⑤ 最初に「動物のお医者さん」に目を通して、“あっこんな大学があれば楽しそうだ”と思った。とにかくやたらに内容が専門的なのだ。作者自身が大学へ通っていたのだろうかと思うほど現実味がある。
 今僕が大学への進学を希望しているのも、どこかにこの作品が影響しているようだ。いるはずもないのに作品中に登場する教授や学生像に実は自分もそうなったらとあこがれているような気もする。
 いるはずもないような教授の研究室に入ってみようかなと読んでいくうちに、作品に引き込まれてしまう。獣医学部を通して一つの社会的空間になって読み手を現実生活のように思わせてしまうのがすごい。(電気科K君)

 ⑤の文章もほとんど④の引用文の繰り返しに近いもので、やや背伸びした高校生の典型になっているが、この方式のおかげで定期考査の答案にK君は自分で選んできた文章について①~⑤の項目を書くことになった。読むことの楽しみの一つである「好きなもの」を読むことの条件が教室の中でもようやく満たされることになって、⑥の「逆習シール」を貼る必要性も少なくなったわけである。

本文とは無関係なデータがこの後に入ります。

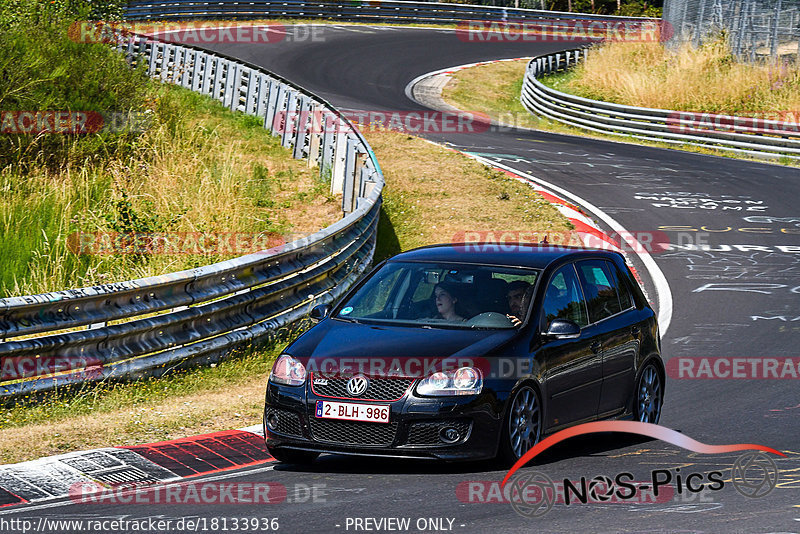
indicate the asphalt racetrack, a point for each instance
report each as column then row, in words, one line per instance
column 738, row 298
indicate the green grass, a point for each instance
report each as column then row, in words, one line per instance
column 67, row 403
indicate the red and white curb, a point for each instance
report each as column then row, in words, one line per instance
column 66, row 475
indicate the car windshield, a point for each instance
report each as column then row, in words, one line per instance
column 443, row 295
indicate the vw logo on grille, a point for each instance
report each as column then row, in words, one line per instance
column 357, row 385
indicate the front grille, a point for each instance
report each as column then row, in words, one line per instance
column 353, row 432
column 427, row 433
column 385, row 389
column 288, row 422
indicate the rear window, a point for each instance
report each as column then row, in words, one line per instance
column 600, row 290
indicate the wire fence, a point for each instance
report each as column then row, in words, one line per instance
column 755, row 28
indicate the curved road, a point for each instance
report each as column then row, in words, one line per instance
column 735, row 281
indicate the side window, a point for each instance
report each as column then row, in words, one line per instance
column 563, row 298
column 600, row 289
column 625, row 298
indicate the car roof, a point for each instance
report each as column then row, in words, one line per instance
column 506, row 254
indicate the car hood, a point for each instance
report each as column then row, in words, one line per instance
column 342, row 339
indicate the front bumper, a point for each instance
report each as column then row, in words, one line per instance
column 415, row 429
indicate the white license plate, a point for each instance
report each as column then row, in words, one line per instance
column 371, row 413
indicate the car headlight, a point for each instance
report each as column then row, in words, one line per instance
column 464, row 381
column 288, row 371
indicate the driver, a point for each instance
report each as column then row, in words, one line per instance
column 517, row 291
column 446, row 300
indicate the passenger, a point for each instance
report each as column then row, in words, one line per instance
column 446, row 301
column 517, row 301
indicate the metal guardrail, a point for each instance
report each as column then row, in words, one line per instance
column 363, row 11
column 767, row 139
column 148, row 326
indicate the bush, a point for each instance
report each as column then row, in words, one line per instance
column 42, row 69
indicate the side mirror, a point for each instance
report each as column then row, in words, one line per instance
column 563, row 329
column 318, row 313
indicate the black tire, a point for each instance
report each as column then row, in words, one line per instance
column 522, row 428
column 289, row 456
column 648, row 397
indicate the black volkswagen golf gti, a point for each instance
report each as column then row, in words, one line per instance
column 463, row 352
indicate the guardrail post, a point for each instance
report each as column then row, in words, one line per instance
column 165, row 62
column 188, row 73
column 350, row 185
column 232, row 70
column 208, row 67
column 339, row 156
column 197, row 71
column 301, row 136
column 253, row 84
column 315, row 135
column 277, row 96
column 262, row 96
column 290, row 122
column 330, row 124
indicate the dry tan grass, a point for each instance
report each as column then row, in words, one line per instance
column 703, row 79
column 212, row 172
column 144, row 422
column 493, row 89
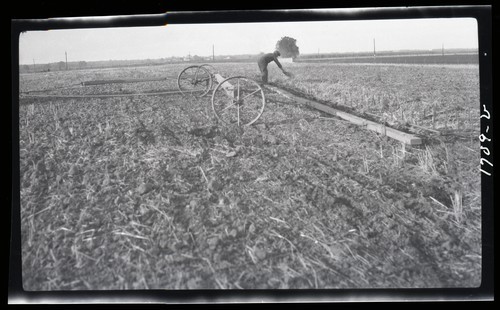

 授業では、教師の指定する同じ文例に取り組むので生徒は「自分の好きなもの」を読むことができなかったが、試験においてそれができることになる。一人ひとりがどんなものを選んでくるか、「わたしのアンソロジー」として授業中に模擬的に行なった基本的な作業の応用が、ここで試されることになる。

 ここでこそ「わたしのアンソロジー」で身につけた一連の手続きが生きてくる。①から⑤まで(あるいは⑥まで)への取り組み方は、生徒の熱意によって深くも浅くもなる。日頃の愛読書についてじっくり取り組む者もいれば、試験当日の朝に読んだ新聞の記事を急遽持ってくるものもいる。準備を忘れて「高ため」の文例をそのまま写したものまで、さまざまな答案模様になっている。

 生徒は「高ため」よりも、教科書よりも、もっと違ったものに接しているから、提出される「表現」は新聞、雑誌、歌詞、商品のカタログ、宣伝パンフなどのあらゆる分野に広がってゆく。これは読書感想文とはちがいあらかじめ指定された図書について書く文章ではないから、教師側にはまったく予想できないものが出てくるだろう。つまり、教師の手ではなく、生徒自身によって新しいテキストが編まれる可能性も出てきたわけである。